The first thing to note is that a persons wardrobe does not include things like shoes, which are considered apparel (I refuse to have shoes, etc. in a clothes wardrobe).. The idea is that shoes are an accessory, and apparel consists of clothes and accessories (some functional and some fashionable). So we have garments that covers the body, footwear covers the feet, gloves cover the hands, while hats and headgear cover the head, and of course underwear covers the private parts. Again the word apparel dates from the 13th century and meant “fighting equipment or accoutrements, armour, weapons”, and by the late 14th century meant “personal outfit, a person’s outer clothing, attire”. And we should not forget that by 1859 “to dress” meant “the necessary preparation for every kind of action”, which we still use when we “dress a table”. In the 1500s it meant “sauce used in preparing a dish for the table”. And before we move on we have dressing-up (1852), the “act or fact of attiring oneself with attention to style and fashion”, and dressing-down as a “a reprimand” an American English expression from 1839 originally meaning “a thrashing”.

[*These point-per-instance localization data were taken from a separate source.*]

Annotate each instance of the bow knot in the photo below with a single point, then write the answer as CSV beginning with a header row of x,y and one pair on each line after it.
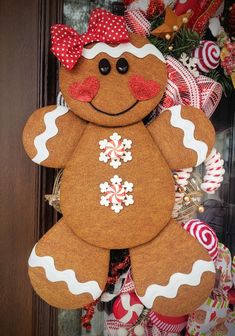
x,y
67,44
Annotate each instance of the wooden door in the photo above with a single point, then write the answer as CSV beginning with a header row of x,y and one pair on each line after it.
x,y
28,77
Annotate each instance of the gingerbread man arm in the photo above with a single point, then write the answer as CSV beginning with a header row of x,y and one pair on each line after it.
x,y
51,135
184,135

So back to the wardrobe, and another definition as “a kind of tall cupboard“, which of course begs the question, what is a cupboard? I think that cupboard is an incorrect definition in this context, but it is true that you can find airing cupboards and linen cupboards, but neither are envisaged for clothing.

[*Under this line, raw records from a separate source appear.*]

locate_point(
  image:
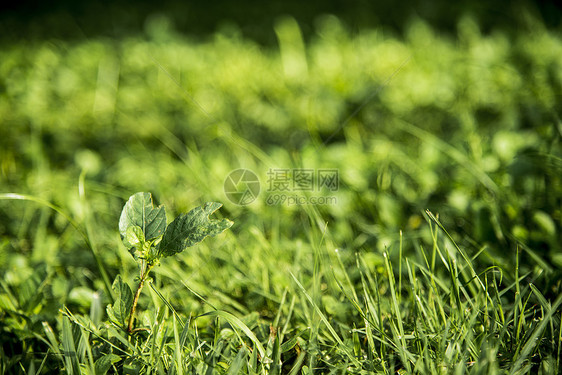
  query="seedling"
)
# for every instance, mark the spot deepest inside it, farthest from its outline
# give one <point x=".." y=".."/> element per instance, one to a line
<point x="145" y="233"/>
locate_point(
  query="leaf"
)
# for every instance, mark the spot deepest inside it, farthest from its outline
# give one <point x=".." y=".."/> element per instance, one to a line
<point x="140" y="211"/>
<point x="134" y="236"/>
<point x="191" y="228"/>
<point x="104" y="363"/>
<point x="120" y="310"/>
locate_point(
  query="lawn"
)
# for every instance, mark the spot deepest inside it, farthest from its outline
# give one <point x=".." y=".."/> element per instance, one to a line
<point x="396" y="201"/>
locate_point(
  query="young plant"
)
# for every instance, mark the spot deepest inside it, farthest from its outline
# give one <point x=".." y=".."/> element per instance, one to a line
<point x="145" y="233"/>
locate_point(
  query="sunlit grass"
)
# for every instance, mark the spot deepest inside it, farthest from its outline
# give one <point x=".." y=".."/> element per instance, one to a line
<point x="374" y="283"/>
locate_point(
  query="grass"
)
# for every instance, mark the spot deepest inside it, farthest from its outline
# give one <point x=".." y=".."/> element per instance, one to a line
<point x="441" y="255"/>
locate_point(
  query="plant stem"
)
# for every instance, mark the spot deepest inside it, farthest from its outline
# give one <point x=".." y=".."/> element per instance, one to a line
<point x="144" y="276"/>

However ‘tall’ does introduce the idea of a tall rectangular shaped cabinet that clothes can be hung in. And that’s why we have clothes hangers (often also called coat hangers). The late 15th century meaning was “something that is suspended”, and a “thing from which something is hung” is from 1690s. The idea of a “loop or strap in a garment for hanging on a peg” is from 1680s, and the wood or wire coat or dress hanger dates from 1873.
The other important alternative is closet which is just North American English usage for wardrobe, as an enclosed space, with a door, used for storage, particularly clothes. The English have ‘fitted wardrobe’ and the Americans have ‘fitted closet’, both are built into the walls of the house so that they take up no apparent space in the room (and of course both can be walk-in). The origin of the word closet is late 14th century meaning “a small private room for study or prayer”.

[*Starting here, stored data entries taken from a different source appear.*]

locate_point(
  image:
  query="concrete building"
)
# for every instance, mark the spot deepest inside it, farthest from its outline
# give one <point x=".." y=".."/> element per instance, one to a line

What’s nice is that we can add the word-forming element “-ery”, meaning a “place for, art of, condition of, quantity of”, and create some interesting new alternatives to the word wardrobe, such as atirery, clobbery, garbery, getupery, or even a toggery. Togs is English slang for clothes, that derives from the Roman toga, via togman “cloak, loose coat” (1560s), a thieves’ cant word. Whereas clobber is late 19th century British slang “to dress smartly”, but originated for “clobber up“ or to patch old clothes for reuse and conceal defects (1851). The source seems to have been a 19th century noun clobber as a “kind of coarse dark paste used to cover breaks in leather in old shoes”.
Our new walk-through wardrobe
Our wardrobe has an unusual feature, it occupies an entire wall, and separates our bedroom and bathroom. It has three sliding doors, and the middle one is a door to our bathroom.
It also has interior LED lighting, glass topped draws, trouser rack, etc.